With 2024 fast approaching, President Joe Biden is ramping up efforts to impose new gun restrictions without Congressional approval.
On Thursday, The Reload published a leaked draft of a new rule that would curtail American gun exports. That is just the latest in an increasingly long line of unilateral moves by the Biden Administration to enact gun control before the election despite the lack of new legislation. It represents a bet by President Biden that voters will reward his attempts to restrict guns.
Biden’s overall approval rating is sitting at an all-time low as he rounds the corner into the election year. He currently trails all three of the leading Republican candidates for president. He’s nearly five points behind Nikki Haley in the Real Clear Politics average of polls. The same average has him trailing Donald Trump by 2.3 points in a potential rematch despite defeating the former president just three years ago.

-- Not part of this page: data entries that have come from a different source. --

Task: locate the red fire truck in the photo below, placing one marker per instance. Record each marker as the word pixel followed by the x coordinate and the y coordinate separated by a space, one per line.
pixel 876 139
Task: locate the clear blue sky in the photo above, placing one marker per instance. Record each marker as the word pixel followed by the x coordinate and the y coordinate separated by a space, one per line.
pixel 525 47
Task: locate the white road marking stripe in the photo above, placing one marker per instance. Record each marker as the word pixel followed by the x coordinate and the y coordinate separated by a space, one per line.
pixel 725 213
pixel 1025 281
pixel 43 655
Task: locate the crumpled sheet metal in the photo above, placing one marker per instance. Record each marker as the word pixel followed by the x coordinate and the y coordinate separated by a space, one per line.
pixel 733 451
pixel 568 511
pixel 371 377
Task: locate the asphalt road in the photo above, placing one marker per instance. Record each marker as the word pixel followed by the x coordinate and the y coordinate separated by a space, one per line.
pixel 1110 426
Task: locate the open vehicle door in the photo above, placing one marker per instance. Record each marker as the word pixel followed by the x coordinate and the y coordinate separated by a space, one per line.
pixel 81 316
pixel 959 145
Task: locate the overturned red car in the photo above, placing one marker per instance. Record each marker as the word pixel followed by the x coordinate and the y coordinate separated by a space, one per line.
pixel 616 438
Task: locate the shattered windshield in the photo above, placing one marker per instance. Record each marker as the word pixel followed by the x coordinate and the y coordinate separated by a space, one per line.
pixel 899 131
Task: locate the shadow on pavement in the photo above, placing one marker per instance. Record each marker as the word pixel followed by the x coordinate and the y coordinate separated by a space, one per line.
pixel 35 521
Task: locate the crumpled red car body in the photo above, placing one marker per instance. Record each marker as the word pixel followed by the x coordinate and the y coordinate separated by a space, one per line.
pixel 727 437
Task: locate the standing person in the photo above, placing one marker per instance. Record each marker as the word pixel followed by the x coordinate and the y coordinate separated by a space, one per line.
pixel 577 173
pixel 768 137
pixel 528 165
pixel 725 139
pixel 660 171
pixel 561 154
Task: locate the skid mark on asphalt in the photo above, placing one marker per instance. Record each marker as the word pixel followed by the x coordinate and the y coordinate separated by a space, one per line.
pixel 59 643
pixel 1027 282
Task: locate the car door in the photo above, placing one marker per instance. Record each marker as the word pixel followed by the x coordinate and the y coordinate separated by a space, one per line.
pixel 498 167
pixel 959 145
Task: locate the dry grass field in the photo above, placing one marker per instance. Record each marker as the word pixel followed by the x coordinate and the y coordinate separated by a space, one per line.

His performance on gun policy appears to be one factor weighing down his re-election bid. While Americans started off split on his handling of firearms, things quickly deteriorated from there. In July 2022, YouGov found his numbers had sunk. By May 2023, approval of Biden’s handling of gun policy fell to an all-time low of 31 percent in an Associated Press poll.
Those numbers seem unlikely to improve anytime soon.
Through his first term, Biden has pursued federal rulemaking to impose gun restrictions on four different occasions. He’s also defended Trump’s rule banning bump stocks all the way up to the Supreme Court. But, as the SCOTUS case probably implies, these attempts have been marred by legal troubles.
Biden’s rule that seeks to force more Americans who sell used guns to obtain a federal license is still in the public comment phase. But the gun-related rules that have made it through to official adoption up to this point have been found unconstitutional in federal court. In November, a judge blocked enforcement of Biden’s pistol-brace ban across the country. In October, a Fifth Circuit panel enjoined his “ghost gun” ban.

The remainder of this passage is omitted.